Frank Lindenberg, vice president of finance and controlling at Mercedes-Benz Cars, said the company had to be "prepared for a kind of transition" once it rolls out electric cars.
Meanwhile, Mike Ramsey, car analyst at Gartner, said that the decision to invest in StoreDot could push Daimler and other German carmakers closer towards an electric future.
"Long recharging times and a lack of infrastructure are two of the key barriers to widespread adoption of electric cars. A large battery that could be recharged in as little as 5 minute could dramatically change the efficacy of the technology," Ramsey said.
"For Daimler – and the German car industry more broadly – making a push into electric gets them ahead of the effects of diesel slowly being pushed out of the fleet."
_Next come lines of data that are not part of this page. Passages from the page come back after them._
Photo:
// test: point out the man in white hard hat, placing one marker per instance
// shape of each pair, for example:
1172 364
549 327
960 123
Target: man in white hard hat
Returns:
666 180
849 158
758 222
Last month Daimler was one of four big German automakers to agree to retrofit millions of diesel cars.
Germany's car manufacturing industry remains haunted by allegations of using software to cheat diesel emissions tests. Shares in country's top three carmakers - Volkswagen, BMW and Daimler - fell sharply after reports that European Union antitrust officials were invetigating them over allegations of a "cartel"-style collusion.
Several large European industry players said they were prioritizing battery-powered electric cars over combustion engines earlier this week, at the Frankfurt Motor Show.